I’ve seen some of the most horrible comments on this newspaper website. People blaming a mother whose three-year-old was hit by a car. People writing offensive things about gays and lesbians. People saying awful stuff about a teenager who’d just died in a car accident. None of those conversations were moderated in the least. In fact, I’ve never seen anything deleted from the comments. But now, instead of moderating a conversation about a fire that destroyed a local landmark, they simply make all of the comments (some completely innocuous) disappear. This is not how you treat your readers, especially your “super users” who probably visit the site many times each day. I can understand moderating comments that suggest that the mayor might have been involved in criminal dealings and lack any proof, but there were plenty of comments that suggested nothing of the kind. Also, if you get rid of any comments, you should be transparent about it — make it clear that you did it and (ideally) explain why. This isn’t moderation for the sake of creating a safe and welcoming community space (which should always be the primary purpose of moderation); this is censorship to stifle conversation about a topic they don’t want conversation on. I ends up looking like they have zero respect for their readers and that they’re simply paying lip service to social media. And I doubt that’s too far off from the reality.
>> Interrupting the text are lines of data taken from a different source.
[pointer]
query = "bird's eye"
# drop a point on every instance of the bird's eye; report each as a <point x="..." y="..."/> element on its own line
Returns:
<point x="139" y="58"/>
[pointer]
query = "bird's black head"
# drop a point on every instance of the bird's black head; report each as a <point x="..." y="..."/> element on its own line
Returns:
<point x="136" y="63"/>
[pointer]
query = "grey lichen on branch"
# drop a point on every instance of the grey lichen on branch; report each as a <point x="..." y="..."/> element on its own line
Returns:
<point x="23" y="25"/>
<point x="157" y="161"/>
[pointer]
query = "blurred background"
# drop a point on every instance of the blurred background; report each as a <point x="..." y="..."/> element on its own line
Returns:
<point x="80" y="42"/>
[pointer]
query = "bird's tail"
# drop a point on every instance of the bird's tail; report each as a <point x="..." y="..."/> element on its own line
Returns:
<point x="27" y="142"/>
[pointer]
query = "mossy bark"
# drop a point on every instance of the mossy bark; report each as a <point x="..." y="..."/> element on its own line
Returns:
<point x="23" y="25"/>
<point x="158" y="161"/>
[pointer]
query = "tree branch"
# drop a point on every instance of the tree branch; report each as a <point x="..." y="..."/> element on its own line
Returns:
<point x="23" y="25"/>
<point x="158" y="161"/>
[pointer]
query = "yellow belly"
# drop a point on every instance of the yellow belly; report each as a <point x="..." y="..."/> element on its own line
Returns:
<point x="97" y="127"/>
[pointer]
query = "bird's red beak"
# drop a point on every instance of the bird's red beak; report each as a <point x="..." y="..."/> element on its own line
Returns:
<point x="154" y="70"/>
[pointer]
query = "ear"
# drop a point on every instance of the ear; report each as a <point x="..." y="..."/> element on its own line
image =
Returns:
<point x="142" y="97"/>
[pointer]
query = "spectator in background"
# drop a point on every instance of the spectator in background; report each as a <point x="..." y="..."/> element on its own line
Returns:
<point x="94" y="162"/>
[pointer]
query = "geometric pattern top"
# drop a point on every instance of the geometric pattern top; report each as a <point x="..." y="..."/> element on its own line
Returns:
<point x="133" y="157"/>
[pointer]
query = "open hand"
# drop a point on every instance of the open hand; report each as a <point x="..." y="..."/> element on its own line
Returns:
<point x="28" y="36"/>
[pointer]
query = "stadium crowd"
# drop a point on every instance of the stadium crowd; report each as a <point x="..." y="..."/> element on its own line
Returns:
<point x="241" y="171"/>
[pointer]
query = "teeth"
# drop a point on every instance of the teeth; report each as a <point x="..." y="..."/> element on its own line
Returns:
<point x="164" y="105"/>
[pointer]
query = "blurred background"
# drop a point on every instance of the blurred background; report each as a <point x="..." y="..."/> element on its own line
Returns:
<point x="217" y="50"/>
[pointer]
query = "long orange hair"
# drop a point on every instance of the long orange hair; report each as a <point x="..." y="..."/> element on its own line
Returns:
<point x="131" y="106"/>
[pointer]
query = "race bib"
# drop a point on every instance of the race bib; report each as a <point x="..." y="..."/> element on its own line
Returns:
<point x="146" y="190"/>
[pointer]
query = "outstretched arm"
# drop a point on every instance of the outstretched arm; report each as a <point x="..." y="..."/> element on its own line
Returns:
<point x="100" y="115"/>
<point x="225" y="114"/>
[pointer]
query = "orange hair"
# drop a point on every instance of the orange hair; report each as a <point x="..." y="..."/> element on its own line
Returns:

This is a good lesson for anyone who runs an online community. Moderating comments is ok. In fact, it’s critical to moderate comments in order to create the sort of environment where everyone feels comfortable posting comments. But you want to be consistent. You don’t want to let offensive comments go on one post and then delete them from another. And you definitely want to keep comments open on everything, not just those things you’re comfortable having people discuss. When you do delete something, you want to explain why you did so — transparency is critical. While you might be the moderator, you’re not the boss. In fact, you exist to serve the community. You need to make participants feel like it’s their community; you need to show respect for them and keep the lines of communication open. Respect your users and they will respect the community. You might own the site and be paying for the server space, but if you treat it like it’s your community, you will never create the successful community you want.